Se objetará que, en lo que concierne a los planos dialogados, de ninguna manera es posible alejarse de la cadencia normal. Y bien. Al manejar una moviola, cualquiera puede comprobar que un imperceptible ralenti dramatiza la voz con mayor intensidad que en el caso de la imagen, aunque es cierto que no es posible utilizar este efecto por grabación directa, sino por medio de una regrabación.

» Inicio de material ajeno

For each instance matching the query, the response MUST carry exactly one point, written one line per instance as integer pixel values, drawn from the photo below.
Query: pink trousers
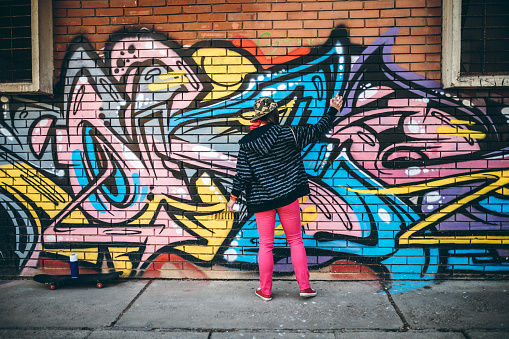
(289, 216)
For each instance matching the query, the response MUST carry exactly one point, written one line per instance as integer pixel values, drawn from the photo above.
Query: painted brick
(95, 4)
(123, 3)
(372, 13)
(226, 8)
(212, 17)
(138, 11)
(275, 33)
(151, 3)
(394, 13)
(379, 4)
(197, 9)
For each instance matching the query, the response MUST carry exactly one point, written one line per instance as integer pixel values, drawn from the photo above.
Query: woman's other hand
(336, 102)
(230, 204)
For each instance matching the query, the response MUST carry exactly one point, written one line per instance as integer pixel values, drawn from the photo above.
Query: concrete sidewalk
(229, 309)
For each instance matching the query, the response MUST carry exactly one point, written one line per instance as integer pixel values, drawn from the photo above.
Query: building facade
(127, 159)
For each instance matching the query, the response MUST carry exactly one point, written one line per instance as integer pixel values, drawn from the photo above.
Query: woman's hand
(230, 204)
(336, 102)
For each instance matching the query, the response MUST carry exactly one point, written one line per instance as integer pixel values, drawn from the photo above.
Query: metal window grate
(484, 37)
(15, 41)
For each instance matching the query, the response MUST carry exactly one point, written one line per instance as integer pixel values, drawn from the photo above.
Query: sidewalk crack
(406, 325)
(114, 322)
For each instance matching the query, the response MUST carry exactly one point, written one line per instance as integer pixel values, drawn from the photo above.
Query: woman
(271, 173)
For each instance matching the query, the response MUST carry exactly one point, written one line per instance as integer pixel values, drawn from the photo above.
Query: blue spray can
(74, 266)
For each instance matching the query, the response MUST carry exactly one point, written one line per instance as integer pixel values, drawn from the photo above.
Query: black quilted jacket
(269, 167)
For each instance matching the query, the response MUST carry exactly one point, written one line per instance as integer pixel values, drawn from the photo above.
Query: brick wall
(130, 163)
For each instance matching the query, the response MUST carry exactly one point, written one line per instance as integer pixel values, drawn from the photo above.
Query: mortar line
(406, 325)
(114, 322)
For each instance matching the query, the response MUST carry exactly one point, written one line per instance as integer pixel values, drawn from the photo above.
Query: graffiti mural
(131, 164)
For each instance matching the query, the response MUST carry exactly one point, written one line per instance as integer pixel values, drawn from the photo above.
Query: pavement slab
(28, 304)
(193, 304)
(454, 304)
(141, 334)
(43, 334)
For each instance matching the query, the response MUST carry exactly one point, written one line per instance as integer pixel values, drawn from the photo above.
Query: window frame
(42, 52)
(451, 53)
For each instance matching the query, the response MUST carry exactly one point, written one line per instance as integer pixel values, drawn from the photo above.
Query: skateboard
(55, 280)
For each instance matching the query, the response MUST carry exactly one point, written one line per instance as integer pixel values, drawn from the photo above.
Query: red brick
(303, 33)
(317, 6)
(182, 18)
(66, 4)
(411, 22)
(197, 9)
(426, 48)
(212, 35)
(197, 26)
(151, 2)
(401, 49)
(406, 40)
(425, 66)
(109, 29)
(255, 8)
(130, 20)
(333, 15)
(433, 30)
(81, 12)
(365, 32)
(401, 58)
(67, 21)
(227, 26)
(138, 11)
(319, 24)
(60, 13)
(435, 39)
(287, 24)
(229, 8)
(153, 19)
(81, 29)
(410, 3)
(379, 4)
(394, 13)
(275, 16)
(257, 25)
(388, 22)
(434, 21)
(168, 27)
(347, 5)
(212, 17)
(288, 7)
(95, 21)
(168, 10)
(123, 3)
(241, 16)
(434, 3)
(371, 13)
(59, 30)
(302, 15)
(94, 4)
(110, 12)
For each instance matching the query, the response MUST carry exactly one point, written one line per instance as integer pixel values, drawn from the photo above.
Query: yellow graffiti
(461, 122)
(284, 112)
(226, 68)
(495, 181)
(170, 79)
(460, 132)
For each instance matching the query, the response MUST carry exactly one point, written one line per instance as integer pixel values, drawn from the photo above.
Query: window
(475, 44)
(26, 46)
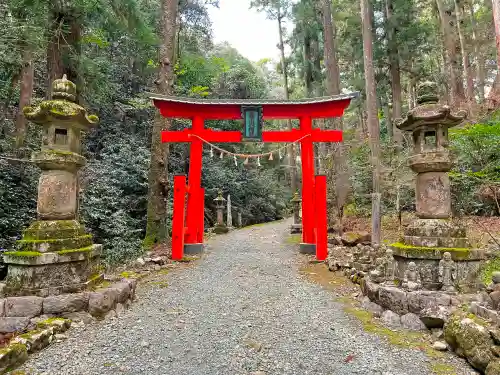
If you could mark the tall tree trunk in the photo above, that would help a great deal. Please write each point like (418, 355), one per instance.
(452, 62)
(479, 57)
(494, 96)
(25, 95)
(340, 175)
(395, 73)
(63, 48)
(308, 71)
(156, 230)
(467, 70)
(373, 123)
(14, 79)
(294, 183)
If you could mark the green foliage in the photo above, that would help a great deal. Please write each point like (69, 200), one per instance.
(478, 166)
(18, 186)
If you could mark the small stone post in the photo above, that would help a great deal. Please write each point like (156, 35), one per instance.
(220, 227)
(56, 254)
(297, 221)
(240, 219)
(229, 221)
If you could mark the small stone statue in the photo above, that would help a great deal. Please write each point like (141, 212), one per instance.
(390, 267)
(357, 252)
(411, 279)
(378, 274)
(447, 273)
(495, 283)
(365, 254)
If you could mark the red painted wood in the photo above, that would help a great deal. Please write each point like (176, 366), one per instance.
(195, 161)
(178, 217)
(201, 216)
(308, 220)
(270, 111)
(317, 135)
(207, 134)
(321, 218)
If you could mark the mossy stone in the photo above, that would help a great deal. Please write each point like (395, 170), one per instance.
(54, 229)
(55, 245)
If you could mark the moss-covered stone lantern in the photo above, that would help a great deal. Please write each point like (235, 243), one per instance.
(433, 234)
(56, 254)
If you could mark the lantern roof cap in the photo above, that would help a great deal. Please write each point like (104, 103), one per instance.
(429, 112)
(62, 108)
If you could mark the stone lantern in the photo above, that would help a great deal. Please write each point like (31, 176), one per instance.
(55, 254)
(433, 234)
(297, 222)
(220, 227)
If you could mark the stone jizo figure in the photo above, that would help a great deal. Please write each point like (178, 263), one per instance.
(411, 279)
(390, 267)
(495, 283)
(447, 273)
(378, 274)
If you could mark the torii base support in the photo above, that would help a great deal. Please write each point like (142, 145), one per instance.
(308, 248)
(193, 248)
(320, 247)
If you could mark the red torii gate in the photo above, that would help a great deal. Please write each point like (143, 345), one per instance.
(188, 227)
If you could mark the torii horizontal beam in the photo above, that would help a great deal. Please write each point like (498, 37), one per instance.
(317, 135)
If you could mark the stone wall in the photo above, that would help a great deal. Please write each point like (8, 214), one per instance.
(18, 314)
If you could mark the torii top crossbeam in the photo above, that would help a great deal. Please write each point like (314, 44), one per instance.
(230, 109)
(253, 112)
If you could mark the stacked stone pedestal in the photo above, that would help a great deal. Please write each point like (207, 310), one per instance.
(428, 241)
(56, 255)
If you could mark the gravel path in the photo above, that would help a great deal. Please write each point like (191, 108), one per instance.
(244, 309)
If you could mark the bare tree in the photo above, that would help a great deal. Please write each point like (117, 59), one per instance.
(373, 123)
(156, 230)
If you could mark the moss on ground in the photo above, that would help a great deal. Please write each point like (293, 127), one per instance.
(161, 284)
(50, 321)
(130, 275)
(71, 251)
(294, 239)
(487, 270)
(442, 369)
(23, 254)
(457, 251)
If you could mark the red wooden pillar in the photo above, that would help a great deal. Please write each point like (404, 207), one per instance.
(195, 195)
(321, 218)
(201, 217)
(178, 217)
(308, 221)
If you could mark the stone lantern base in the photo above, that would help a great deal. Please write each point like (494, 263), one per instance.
(425, 242)
(53, 257)
(220, 229)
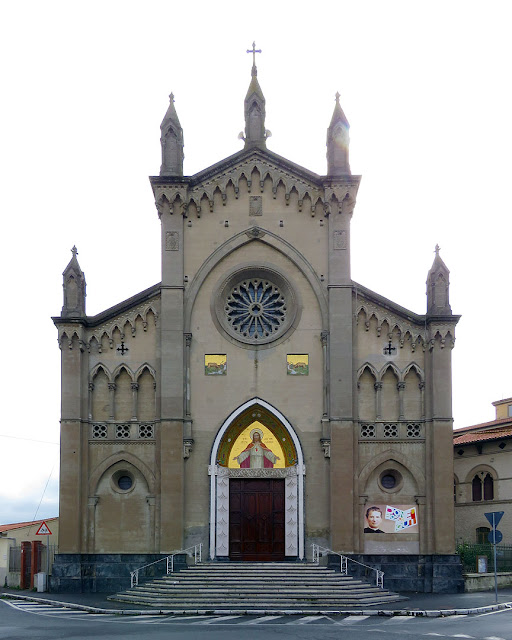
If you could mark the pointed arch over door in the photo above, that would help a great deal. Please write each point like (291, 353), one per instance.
(286, 464)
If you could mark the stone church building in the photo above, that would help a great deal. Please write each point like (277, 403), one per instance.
(257, 399)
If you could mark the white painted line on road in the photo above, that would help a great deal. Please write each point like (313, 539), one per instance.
(262, 619)
(351, 620)
(395, 619)
(307, 619)
(217, 619)
(180, 618)
(491, 613)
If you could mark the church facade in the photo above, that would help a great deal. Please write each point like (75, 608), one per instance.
(256, 400)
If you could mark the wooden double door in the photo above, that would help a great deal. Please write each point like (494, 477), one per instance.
(256, 519)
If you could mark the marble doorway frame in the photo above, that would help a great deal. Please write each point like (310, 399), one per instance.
(219, 490)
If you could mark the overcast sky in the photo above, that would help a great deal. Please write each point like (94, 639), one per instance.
(426, 88)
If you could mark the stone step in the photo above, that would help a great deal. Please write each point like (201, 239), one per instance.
(246, 605)
(255, 586)
(251, 592)
(161, 588)
(182, 577)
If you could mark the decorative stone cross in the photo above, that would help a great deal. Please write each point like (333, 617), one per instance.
(254, 51)
(389, 349)
(123, 349)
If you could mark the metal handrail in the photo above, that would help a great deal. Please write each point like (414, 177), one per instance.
(320, 551)
(196, 551)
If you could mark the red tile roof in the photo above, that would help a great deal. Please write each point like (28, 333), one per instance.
(483, 434)
(19, 525)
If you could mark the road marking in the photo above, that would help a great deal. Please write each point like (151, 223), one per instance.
(491, 613)
(395, 619)
(351, 620)
(180, 618)
(217, 619)
(262, 619)
(308, 619)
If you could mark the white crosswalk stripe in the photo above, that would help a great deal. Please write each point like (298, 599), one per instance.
(308, 619)
(351, 620)
(217, 619)
(263, 619)
(397, 619)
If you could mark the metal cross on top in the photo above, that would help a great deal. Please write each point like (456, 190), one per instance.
(123, 349)
(254, 51)
(389, 349)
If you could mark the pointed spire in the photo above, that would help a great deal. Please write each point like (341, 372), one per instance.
(254, 108)
(438, 287)
(74, 289)
(171, 140)
(338, 142)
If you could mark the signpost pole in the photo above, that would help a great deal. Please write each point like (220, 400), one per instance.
(495, 568)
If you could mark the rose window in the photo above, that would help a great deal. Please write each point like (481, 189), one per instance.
(255, 306)
(255, 309)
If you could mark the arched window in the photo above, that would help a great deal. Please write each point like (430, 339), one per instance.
(482, 534)
(482, 487)
(477, 489)
(488, 487)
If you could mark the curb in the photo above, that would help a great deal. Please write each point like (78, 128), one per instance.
(435, 613)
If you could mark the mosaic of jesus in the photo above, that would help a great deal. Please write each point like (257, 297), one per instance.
(256, 455)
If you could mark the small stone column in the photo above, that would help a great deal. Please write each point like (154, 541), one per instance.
(135, 400)
(401, 387)
(378, 400)
(89, 400)
(112, 396)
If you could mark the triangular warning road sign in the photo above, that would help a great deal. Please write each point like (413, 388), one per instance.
(498, 515)
(43, 530)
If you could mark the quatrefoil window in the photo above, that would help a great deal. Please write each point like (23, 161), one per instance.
(256, 308)
(255, 305)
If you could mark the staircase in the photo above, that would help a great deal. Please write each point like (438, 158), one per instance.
(250, 586)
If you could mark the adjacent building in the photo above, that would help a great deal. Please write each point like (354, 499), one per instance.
(483, 476)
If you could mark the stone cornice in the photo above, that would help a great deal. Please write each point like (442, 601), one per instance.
(336, 194)
(112, 312)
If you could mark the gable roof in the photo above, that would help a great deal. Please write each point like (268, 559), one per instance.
(493, 430)
(20, 525)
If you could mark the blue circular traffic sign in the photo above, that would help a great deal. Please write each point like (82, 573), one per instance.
(495, 537)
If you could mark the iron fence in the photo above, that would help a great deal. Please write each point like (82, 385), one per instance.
(469, 554)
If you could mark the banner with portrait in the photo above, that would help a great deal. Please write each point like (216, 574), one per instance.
(390, 518)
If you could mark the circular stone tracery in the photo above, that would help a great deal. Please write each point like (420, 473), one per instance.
(255, 305)
(255, 309)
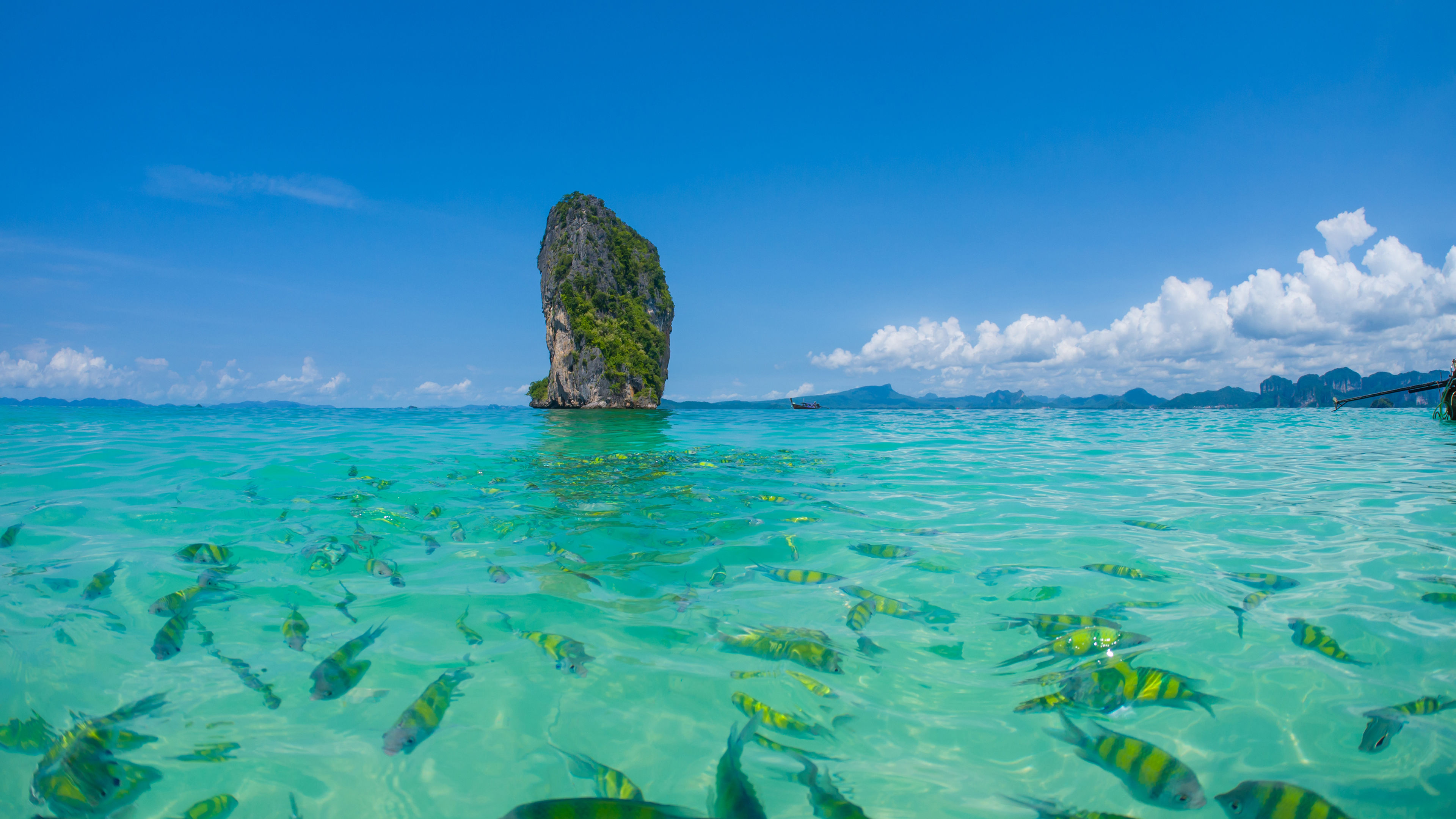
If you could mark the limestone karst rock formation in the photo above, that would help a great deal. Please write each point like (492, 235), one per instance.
(608, 311)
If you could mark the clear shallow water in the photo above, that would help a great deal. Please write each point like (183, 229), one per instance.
(1356, 506)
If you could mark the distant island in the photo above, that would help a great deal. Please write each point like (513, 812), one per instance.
(1274, 391)
(235, 406)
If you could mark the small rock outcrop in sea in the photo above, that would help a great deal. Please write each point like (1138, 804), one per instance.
(608, 311)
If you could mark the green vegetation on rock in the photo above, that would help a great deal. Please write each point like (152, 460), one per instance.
(606, 297)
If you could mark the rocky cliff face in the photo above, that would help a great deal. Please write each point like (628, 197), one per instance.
(608, 311)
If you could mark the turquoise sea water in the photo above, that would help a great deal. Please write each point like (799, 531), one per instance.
(1356, 506)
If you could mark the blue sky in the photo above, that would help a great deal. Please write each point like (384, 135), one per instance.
(344, 205)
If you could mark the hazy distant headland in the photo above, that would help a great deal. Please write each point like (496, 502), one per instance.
(1274, 391)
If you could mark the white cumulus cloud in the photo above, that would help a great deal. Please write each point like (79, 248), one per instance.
(308, 382)
(1345, 232)
(181, 183)
(67, 369)
(431, 388)
(1395, 314)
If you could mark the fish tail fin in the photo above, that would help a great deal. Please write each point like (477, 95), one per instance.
(1043, 808)
(139, 709)
(1206, 701)
(1239, 614)
(739, 738)
(810, 774)
(1069, 734)
(506, 621)
(580, 766)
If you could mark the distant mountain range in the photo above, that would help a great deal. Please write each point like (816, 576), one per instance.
(235, 406)
(1274, 391)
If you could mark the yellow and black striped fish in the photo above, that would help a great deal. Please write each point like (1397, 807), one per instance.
(777, 720)
(804, 646)
(816, 687)
(884, 551)
(1081, 643)
(1315, 639)
(101, 582)
(1149, 525)
(1081, 670)
(168, 642)
(1050, 627)
(570, 655)
(1043, 704)
(296, 630)
(609, 781)
(563, 553)
(1263, 581)
(825, 798)
(423, 716)
(801, 576)
(1151, 774)
(1385, 723)
(882, 604)
(341, 671)
(1256, 799)
(1123, 572)
(204, 553)
(472, 637)
(219, 806)
(1440, 599)
(1120, 684)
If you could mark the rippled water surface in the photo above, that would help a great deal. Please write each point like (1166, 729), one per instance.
(1356, 506)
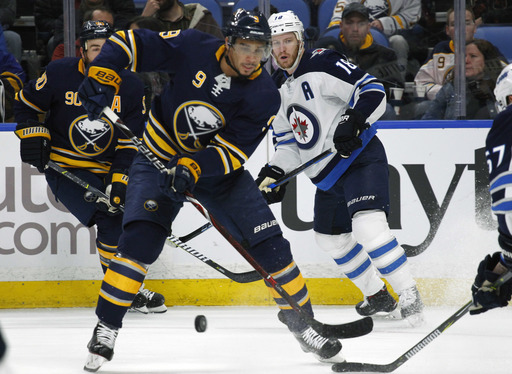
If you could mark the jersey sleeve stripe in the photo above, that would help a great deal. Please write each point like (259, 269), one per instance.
(502, 181)
(154, 148)
(232, 162)
(231, 147)
(223, 159)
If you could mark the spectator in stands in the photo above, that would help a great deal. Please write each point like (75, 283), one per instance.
(49, 16)
(495, 11)
(356, 42)
(440, 63)
(7, 18)
(12, 78)
(392, 17)
(153, 81)
(100, 13)
(176, 15)
(484, 62)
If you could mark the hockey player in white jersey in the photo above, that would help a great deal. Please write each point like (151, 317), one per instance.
(498, 152)
(328, 102)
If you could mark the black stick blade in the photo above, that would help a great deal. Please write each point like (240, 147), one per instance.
(347, 330)
(359, 367)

Por otra parte, nuestra limitada disposición para valernos del poder del que esta dotado el cine como creador de lo bello, lo singular, lo dramático, por variación del ritmo temporal, no proviene, en el fondo, de dificultades técnicas, superables casi todas. La verdadera razón de esta apatía reside en la inexperiencia, la pereza, la incapacidad de nuestro espíritu, mucho menos hábil que el instrumento cinematográfico en la concepción de las modalidades temporales, diferentes de aquella a la que estamos habituados y reducidos a vivir. En este punto, las cualidades de la máquina aventajan a las de la persona, se manifiesta realmente sobrehumanas. El hecho está lejos de ser único, pues, entre otros, los anteojos, microscopios, los diversos tubos captores, contadores, indicadores electrónicos nos proponen representaciones del espacio que, por supuesto, somos en absoluto incapaces de imaginar simplemente con nuestros ojos. Pero hace alrededor de cinco siglos que, desde Galileo, los sabios se esfuerzan por flexibilizar, diversificar, enriquecer nuestra concepción de la extensión, vulgarizándola en una infinidad de esquemas visuales. Ahora bien, el cine, que sólo tiene cincuenta años, es el primer aparato que procura hacernos ver las diferencias de tiempo mismo, no ya transportadas en valores espaciales, sino representadas en valores del tiempo mismo. En esto estriba, a no dudarlo, la más importante originalidad del mecanismo de animación de las imágenes. Han de transcurrir no pocos años hasta que os acostumbremos a utilizarlo corrientemente, hasta que nuestro pensamiento aprenda a manipularlo con tanta facilidad el tiempo como el espacio. Esta conquista, que transformará la cultura en sus cimientos, será obra del cine.
Epstein, Jean.- “La dramaturgia del tiempo” en Esencia del cine, ediciones Galatea Nueva Visión, 1957. Pág. 129- 134.